A language model Q assigns probability 0.01 to a word that actually occurs with probability 0.25 in the true distribution P. How does this specific word contribute to D_KL(P || Q)?
A0.25 * log2(0.25 / 0.01) ≈ 1.16 bits — a large contribution because Q severely underestimates this word's probability
B0.01 * log2(0.01 / 0.25) — a negative contribution because Q assigns too little probability
Clog2(0.25 / 0.01) ≈ 4.64 bits — unweighted by the true probability
D0.25 * log2(0.01 / 0.25) — a negative value that reduces the divergence
Each term in D_KL(P||Q) is p(x) * log(p(x)/q(x)). For this word: 0.25 * log2(0.25/0.01) = 0.25 * log2(25) = 0.25 * 4.64 ≈ 1.16 bits. The contribution is large and positive because Q dramatically underestimates a common word. KL divergence heavily penalizes cases where Q assigns low probability to events that P considers likely — this is why mode-dropping in generative models (Q missing modes of P) is so costly in the KL sense.
Question 2 True / False
KL divergence is a proper distance metric between probability distributions.
TTrue
FFalse
Answer: False
KL divergence is NOT a metric. It fails two requirements: (1) it is not symmetric — D_KL(P||Q) != D_KL(Q||P) in general, and (2) it does not satisfy the triangle inequality. It is sometimes called a 'divergence' or 'relative entropy' specifically to avoid the word 'distance.' However, it has deep connections to actual metrics: the symmetrized KL (D_KL(P||Q) + D_KL(Q||P)) and the square root of the Jensen-Shannon divergence (which IS a metric) are commonly used alternatives.
Question 3 Multiple Choice
In variational inference, we minimize D_KL(q || p) where q is an approximate posterior and p is the true posterior. Why does this tend to produce approximations q that are more concentrated (mode-seeking) than the true posterior?

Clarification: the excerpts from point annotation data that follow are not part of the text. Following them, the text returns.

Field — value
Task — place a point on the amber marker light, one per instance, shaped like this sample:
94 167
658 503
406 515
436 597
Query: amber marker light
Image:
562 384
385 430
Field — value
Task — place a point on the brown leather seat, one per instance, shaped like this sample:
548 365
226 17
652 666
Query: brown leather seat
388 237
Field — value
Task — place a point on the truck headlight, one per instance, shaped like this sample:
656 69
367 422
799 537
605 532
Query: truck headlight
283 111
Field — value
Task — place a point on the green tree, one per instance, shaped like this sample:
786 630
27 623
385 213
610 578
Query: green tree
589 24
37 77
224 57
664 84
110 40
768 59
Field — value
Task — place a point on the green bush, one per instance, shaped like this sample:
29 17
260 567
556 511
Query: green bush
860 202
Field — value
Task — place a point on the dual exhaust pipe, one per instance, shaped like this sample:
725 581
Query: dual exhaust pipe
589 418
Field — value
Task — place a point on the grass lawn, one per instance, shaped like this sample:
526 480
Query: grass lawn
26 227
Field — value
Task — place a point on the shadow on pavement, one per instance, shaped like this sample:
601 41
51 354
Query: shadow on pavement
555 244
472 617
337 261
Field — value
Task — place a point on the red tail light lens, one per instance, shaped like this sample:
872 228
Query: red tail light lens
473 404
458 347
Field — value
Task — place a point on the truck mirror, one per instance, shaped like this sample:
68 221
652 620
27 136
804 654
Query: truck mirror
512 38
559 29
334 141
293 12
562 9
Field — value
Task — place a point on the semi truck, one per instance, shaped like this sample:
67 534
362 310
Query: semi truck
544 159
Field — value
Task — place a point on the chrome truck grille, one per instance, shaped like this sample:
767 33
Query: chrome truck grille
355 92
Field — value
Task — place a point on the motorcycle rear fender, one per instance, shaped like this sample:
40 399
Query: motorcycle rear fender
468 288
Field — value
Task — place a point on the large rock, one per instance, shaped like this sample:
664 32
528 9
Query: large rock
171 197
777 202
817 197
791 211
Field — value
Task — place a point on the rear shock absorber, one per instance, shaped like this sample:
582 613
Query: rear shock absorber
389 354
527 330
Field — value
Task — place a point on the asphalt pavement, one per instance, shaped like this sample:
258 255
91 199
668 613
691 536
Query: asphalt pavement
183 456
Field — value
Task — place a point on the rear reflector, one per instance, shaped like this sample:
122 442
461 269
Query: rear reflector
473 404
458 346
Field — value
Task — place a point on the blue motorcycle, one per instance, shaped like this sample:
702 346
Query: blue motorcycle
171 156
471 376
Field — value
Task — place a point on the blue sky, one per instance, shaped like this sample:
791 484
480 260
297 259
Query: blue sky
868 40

AMinimizing D_KL(q||p) penalizes q for placing mass where p has low density, so q avoids the tails and concentrates on a single mode
BD_KL(q||p) is always smaller than D_KL(p||q), forcing q to be narrower
CVariational inference uses gradient descent, which naturally converges to point estimates
DThe KL divergence is symmetric, so the direction does not matter
D_KL(q||p) = sum q(x) log(q(x)/p(x)). Where q(x) > 0 but p(x) ≈ 0, the log ratio explodes, creating a huge penalty. So q learns to avoid placing mass anywhere p does not — it 'fits inside' p. For a multimodal p, q will typically collapse to a single mode rather than spread across all modes. The reverse KL, D_KL(p||q), has the opposite behavior: it penalizes q for assigning low probability where p is high, producing moment-matching (mean-seeking) approximations that cover all modes but may be too diffuse.
Question 4 Short Answer
Explain the relationship between KL divergence and mutual information. How is I(X;Y) expressed as a KL divergence, and what does this representation reveal?
Think about your answer, then reveal below.
Model answer: Mutual information is the KL divergence between the joint distribution and the product of marginals: I(X;Y) = D_KL(p(x,y) || p(x)p(y)). This reveals that mutual information measures how far X and Y are from being independent — it is the information cost of wrongly assuming independence when the variables are actually dependent. If X and Y are independent, the joint equals the product of marginals, the KL divergence is zero, and I(X;Y) = 0. This representation also makes it clear why mutual information is always non-negative: it inherits this from Gibbs' inequality (D_KL >= 0).
This connection unifies two fundamental concepts: KL divergence as a measure of distributional difference, and mutual information as a measure of statistical dependence. Many other information-theoretic quantities (conditional mutual information, information gain in decision trees, ELBO in variational inference) can similarly be expressed as KL divergences.